Honey is a food product produced by bees from plant nectar. It is a common sweetener, and has many nutritional and antibiotic properties. It is used in beer as either a fermentable sugar or a priming agent. Honey is the primary (or only) fermentable in mead.
Honey as a fermentable sugar
Honey is about 95% fermentable sugar, and will be slightly more fermentable than an equivalent wieght of malt extract. It does not contribute significantly to the body of the beer, so replacing an amount of extract with honey will lighten the beer accordingly.
Brewing with honey
Honey contributes flavors to the beer if used as 5-10% or more of the fermentable sugar in the wort. If honey contributes more than 30% of the fermentable sugars to a beer, it is braggot, not beer.
Boiling destroys or alters many of the flavoring compounds in honey, so if it is added to the boil, the flavors will be subtle.
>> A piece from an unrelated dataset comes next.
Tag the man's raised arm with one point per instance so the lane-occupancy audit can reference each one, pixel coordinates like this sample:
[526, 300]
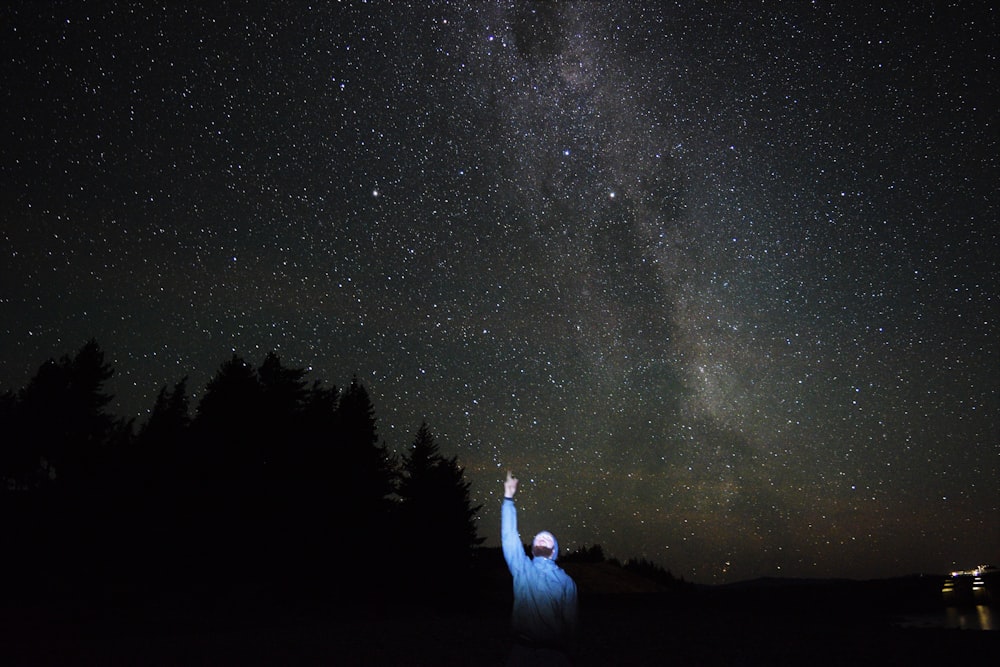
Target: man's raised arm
[513, 550]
Honey can be pasteurized instead of boiled, retaining more of the flavor profile in the finished beer. Raw honey should never be added to a fermentation due to high risk of bacterial infection and loss of the batch.
Priming with honey
Honey can be used for priming sugar in bottle conditioning. A typical 5 gallon batch will use 6-10 ounces of honey, or 1/2 cup to 7/8 cup. Honey used for priming should be boiled or pasteurized.